Instead, another option is to interpolate each curve so that the curves have the same x-coordinates within the range of each curve. Then you can just average the y values.
Data from OP question
scale = 1.5;
x1 = [0,4,6,10,15,20]*scale;
y1 = [18,17.5,13,12,8,10];
x2 = [0,10.5,28]*scale;
y2= [18.2,10.6,10.3];
x3 = [0,4,6,10,15,20]*scale;
y3 = [18,13,15,12,11,9.6];
x4 = [9,17,28]*scale;
y4 = [5,5.5,7];
x5 = [1,10,20]*scale;
y5 = [3,0.8,2];
Plot initial data
fig = figure;
ax = cla(fig);
plot(ax, x1,y1, '*-', x2, y2, '*-', x3, y3, '*-', x4, y4, '*-', x5, y5, '*-', 'markersize', 12)
grid(ax,'on')
Interpolate x and y
xi are the interpolated x values, all curves will have the same xi. You can define xi differently but it should span the range of your data which is currently 0 to 42.
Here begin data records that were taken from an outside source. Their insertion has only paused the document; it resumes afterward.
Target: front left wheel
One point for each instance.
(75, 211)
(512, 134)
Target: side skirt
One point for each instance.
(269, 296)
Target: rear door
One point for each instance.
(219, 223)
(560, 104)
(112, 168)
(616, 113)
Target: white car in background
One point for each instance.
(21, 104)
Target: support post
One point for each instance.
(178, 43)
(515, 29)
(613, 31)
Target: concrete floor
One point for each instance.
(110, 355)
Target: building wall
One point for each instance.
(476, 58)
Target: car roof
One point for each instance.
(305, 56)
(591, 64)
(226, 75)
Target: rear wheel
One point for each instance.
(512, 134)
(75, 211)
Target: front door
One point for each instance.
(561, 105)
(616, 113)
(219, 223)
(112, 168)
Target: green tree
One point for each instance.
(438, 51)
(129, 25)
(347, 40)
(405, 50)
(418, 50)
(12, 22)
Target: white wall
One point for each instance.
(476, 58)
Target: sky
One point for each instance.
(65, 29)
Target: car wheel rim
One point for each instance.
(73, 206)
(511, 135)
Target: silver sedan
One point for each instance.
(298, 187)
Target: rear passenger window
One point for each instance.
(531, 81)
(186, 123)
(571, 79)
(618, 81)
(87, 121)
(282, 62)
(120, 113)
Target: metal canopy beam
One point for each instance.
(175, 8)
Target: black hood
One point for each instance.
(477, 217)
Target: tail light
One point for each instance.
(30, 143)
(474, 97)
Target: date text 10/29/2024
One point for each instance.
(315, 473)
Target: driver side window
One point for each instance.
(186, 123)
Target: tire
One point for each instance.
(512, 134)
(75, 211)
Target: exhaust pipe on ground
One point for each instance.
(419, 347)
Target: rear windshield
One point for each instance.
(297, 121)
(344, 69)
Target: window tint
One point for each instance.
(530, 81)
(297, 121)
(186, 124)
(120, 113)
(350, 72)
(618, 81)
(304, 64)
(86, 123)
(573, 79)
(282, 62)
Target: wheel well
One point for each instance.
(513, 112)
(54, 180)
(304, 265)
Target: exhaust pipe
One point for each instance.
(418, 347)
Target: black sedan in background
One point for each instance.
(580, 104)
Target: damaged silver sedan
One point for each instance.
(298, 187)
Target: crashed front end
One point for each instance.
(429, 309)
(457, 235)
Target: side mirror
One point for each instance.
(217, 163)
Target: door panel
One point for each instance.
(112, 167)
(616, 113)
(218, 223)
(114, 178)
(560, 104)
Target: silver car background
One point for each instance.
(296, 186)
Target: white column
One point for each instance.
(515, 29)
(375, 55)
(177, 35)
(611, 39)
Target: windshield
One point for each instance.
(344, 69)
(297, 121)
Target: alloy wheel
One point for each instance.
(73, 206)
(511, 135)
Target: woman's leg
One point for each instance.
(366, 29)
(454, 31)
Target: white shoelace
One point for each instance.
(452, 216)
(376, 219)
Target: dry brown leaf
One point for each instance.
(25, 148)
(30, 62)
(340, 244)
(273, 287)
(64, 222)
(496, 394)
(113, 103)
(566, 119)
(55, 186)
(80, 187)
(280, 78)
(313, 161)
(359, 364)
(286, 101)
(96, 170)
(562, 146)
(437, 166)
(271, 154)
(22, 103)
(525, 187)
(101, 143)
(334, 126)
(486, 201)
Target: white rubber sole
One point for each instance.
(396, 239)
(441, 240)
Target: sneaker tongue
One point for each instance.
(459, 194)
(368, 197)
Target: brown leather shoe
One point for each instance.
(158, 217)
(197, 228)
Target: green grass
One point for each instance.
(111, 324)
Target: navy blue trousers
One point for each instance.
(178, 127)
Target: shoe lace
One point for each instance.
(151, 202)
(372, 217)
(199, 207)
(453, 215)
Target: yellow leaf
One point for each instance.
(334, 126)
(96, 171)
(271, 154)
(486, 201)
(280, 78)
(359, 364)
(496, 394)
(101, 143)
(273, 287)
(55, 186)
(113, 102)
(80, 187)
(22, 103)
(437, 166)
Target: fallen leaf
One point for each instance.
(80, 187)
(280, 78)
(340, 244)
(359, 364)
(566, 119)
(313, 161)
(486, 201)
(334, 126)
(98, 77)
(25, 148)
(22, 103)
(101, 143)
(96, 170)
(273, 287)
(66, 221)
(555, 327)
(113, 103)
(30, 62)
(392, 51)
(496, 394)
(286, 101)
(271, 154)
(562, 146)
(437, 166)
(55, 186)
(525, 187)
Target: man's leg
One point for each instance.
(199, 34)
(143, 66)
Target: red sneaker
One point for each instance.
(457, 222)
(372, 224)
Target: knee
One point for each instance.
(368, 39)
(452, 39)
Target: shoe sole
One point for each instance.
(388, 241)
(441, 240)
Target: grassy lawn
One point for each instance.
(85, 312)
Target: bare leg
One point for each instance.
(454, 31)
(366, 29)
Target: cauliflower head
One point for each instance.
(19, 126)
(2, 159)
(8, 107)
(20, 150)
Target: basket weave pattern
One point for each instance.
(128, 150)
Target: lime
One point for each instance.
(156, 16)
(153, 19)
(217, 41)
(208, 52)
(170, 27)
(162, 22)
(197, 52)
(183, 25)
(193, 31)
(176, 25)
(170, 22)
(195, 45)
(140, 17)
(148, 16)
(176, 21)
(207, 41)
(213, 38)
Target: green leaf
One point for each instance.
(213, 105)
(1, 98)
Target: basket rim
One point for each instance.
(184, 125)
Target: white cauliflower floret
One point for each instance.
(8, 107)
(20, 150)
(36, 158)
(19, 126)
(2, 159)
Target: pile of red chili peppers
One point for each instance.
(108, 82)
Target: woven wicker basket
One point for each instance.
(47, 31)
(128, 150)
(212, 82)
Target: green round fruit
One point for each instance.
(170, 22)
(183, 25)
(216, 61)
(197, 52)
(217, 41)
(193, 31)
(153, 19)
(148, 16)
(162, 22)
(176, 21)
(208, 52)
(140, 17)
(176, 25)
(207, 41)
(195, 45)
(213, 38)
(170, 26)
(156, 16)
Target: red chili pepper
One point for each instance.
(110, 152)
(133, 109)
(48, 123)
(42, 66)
yi are the interpolated y values. NaNs are mising values for curves that do not span the entire xi range.
xi = 0 : 1 : 42; % your choice but should span the range of your data
y1i = interp1(x1,y1,xi);
y2i = interp1(x2,y2,xi);
y3i = interp1(x3,y3,xi);
y4i = interp1(x4,y4,xi);
y5i = interp1(x5,y5,xi);
Plot the interpolated values
This step isn't necessary but it's always good to get visual feedback that the process makes sense. Here, vertical "pipes" are placed at the interpolated points. Compare them to the original points with "*".
hold(ax, 'on')
ax.ColorOrderIndex = 1; % reset color order to use the same colors as above
plot(ax, xi,y1i, '|-', xi, y2i, '|-', xi, y3i, '|-', xi, y4i, '|-', xi, y5i, '|-', 'markersize',4)
Average the interpolated y coordinates
yAvg = mean([y1i;y2i;y3i;y4i;y5i],'omitnan');
Add the average line to the plot
plot(xi, yAvg, 'r--','LineWidth',2)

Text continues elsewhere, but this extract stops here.